How to control the numbers after decimal point in C++?

Like in C language if i take a floating variable f = 123.4567 and i want to show only 2 numbers after decimal point than i will use printf(“%0.2f”).Then it will show 123.45.

In C++ i have to use setprecision().But It determines total numbers not just numbers after decimal point.So, it makes problem.Like if i dont know that what numbers my floating variable will contain after calculation it can contain 123.123 or 1234.123 so if i set precision to 5 for first case it will show 123.12 and for second case it will show 1234.1!But i always want to show 2 numbers after decimal points for every case.How can i do that in c++?

i have same question like you

Use the

`std::fixed`

stream manipulator and the member function`std::precision`

.For example if you want to display with 2 decimal places:

double pi=3.14159;

std::cout.precision(2);

std::cout << "Today's price for a slice of pi is $" << std::fixed << pi << std::endl;

and it should print:

`Today's price for a slice of pi is $3.14`

Alex, the first example demonstrating setprecision() is missing the closing curly bracket for main()

Fixed. Thanks!

I'm perplexed! I'm working through Bjarne S's book and have done one of the drills but I don't understand what's going on with varying results.

Here's some output;

9.99

10

smaller is a 9.99 the larger is b 10

result 0.01

they are almost equal

99.99

100

smaller is a 99.99 the larger is b 100

result 0.01

199.99

200

smaller is a 199.99 the larger is b 200

result 0.01

they are almost equal

Why doesn't entering 99.99 and 100 give the message "they are almost equal"?

This is an interesting example of rounding errors.

10 – 9.99 = 0.01, but due to rounding error, C++ is representing this as 0.0099999999999997868

100 – 99.99 = 0.01, but due to rounding error, C++ is representing this as 0.0100000000000005116

One of this is larger than 0.01, and one is smaller.

Argggh! I almost went insane yesterday evening try to see where I'd gone wrong.

How does one avoid rounding errors? I can think of any number of applications where rounding errors even at the level of precision in my example might be disastrous.
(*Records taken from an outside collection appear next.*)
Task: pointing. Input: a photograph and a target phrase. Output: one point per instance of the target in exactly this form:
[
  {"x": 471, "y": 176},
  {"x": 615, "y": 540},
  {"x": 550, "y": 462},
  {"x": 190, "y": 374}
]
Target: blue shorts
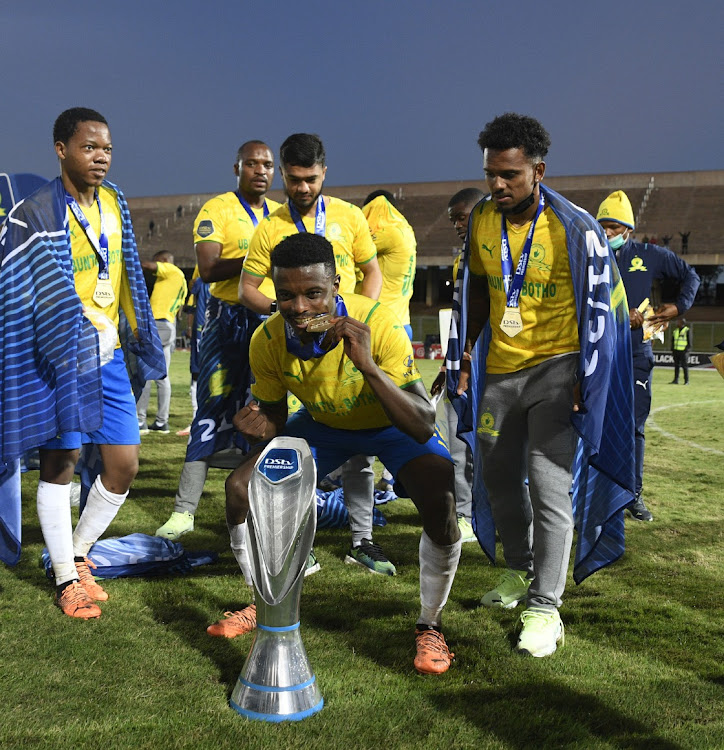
[
  {"x": 224, "y": 379},
  {"x": 120, "y": 424},
  {"x": 331, "y": 447}
]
There are a couple of ways to “avoid” rounding errors:

1) Avoid use of floating point numbers altogether (sometimes this is possible, sometimes it isn’t).

2) Don’t do raw comparisons like you’re doing. In section 3.5 — Relational operators (comparisons), we discuss how to tell if floating point numbers are equal. These can be extended to handle less then/greater than cases. This would help avoid the case you see above.

3) Ensure that when you use floating point numbers, you only treat them as accurate to a certain level of precision.